For some time now pop culture has painted a particular picture of robots. From Asimov’s ‘bots, to the Terminator – even the Transformers – the very concept of a robot has grown up next to these hugely popular sci-fi characters.
So why aren’t we seeing robots like these by now?
On one hand we have the glamourised depictions of sci-fi robots. On the other we have the roboticist’s more pragmatic view of robots as machines that perform functions in an autonomous way.
For these roboticists (myself included), robots are all around us – in our cars, our homes, on public transport and in buildings.
Part of the problem is that there are a number of research projects around the globe that seem to fit the “Hollywood” robot image – Hiroshi Ishiguro’s Intelligent Robotics Laboratories with their Geminoid and Robovie enabled research and our own RobotAssist to name just a couple.
This is one major source of the confusion surrounding the state of the art in robotics. In an attempt to make our research accessible to the wider world we, the roboticists, have leaned on pop culture’s sci-fi robot and subsequently reinforced the stereotype.

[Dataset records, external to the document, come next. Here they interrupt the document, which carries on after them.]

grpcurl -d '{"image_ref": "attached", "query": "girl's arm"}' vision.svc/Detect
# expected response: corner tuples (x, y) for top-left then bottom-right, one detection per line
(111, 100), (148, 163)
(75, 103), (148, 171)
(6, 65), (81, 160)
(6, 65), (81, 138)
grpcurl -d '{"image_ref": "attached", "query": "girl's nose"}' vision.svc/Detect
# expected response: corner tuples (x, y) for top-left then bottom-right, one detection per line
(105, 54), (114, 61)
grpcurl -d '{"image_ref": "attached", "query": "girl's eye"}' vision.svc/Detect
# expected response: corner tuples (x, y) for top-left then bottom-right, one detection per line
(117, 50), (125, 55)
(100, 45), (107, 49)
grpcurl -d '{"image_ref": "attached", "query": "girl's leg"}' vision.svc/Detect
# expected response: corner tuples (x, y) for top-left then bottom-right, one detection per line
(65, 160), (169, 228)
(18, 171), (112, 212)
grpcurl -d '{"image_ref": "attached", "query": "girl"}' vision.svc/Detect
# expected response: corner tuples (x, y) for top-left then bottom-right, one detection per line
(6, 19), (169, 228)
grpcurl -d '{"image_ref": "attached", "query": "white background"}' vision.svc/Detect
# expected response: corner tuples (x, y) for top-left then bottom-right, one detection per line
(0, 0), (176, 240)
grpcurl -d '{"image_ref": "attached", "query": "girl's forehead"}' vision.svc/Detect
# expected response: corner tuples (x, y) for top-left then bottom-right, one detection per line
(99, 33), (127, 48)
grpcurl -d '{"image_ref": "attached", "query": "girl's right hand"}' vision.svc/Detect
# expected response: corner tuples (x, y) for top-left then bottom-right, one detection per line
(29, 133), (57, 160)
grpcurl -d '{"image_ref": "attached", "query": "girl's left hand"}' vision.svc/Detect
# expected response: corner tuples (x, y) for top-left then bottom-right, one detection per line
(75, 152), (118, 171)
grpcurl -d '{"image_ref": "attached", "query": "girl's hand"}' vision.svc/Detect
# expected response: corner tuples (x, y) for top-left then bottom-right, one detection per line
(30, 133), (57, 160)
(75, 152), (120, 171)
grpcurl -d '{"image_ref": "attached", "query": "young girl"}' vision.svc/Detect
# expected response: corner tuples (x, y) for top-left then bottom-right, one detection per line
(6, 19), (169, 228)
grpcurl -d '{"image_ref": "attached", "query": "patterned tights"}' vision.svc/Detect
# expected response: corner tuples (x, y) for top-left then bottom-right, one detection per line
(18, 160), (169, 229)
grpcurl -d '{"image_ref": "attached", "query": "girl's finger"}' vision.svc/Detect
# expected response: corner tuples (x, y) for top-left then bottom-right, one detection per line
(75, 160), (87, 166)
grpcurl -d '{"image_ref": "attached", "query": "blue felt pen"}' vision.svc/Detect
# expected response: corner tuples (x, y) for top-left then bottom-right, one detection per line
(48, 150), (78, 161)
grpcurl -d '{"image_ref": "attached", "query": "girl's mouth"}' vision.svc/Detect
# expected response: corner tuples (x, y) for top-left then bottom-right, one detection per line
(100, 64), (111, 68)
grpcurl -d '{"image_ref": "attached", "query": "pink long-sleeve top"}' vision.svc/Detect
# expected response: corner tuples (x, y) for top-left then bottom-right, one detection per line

Sure, the fundamental research questions we are probing are embedded in the project, so there’s no harm done, right? Well, yes actually, there is.
We’ve shaped the presentation of our research around this stereotype and the actual science questions are less visible to the casual spectator of our work.
With robotics research and development presented in this manner, the tendency for the casual onlooker is to measure the gaps between the research on show and the benchmark of the sci-fi robot. This is not always a true indication of the state of the art.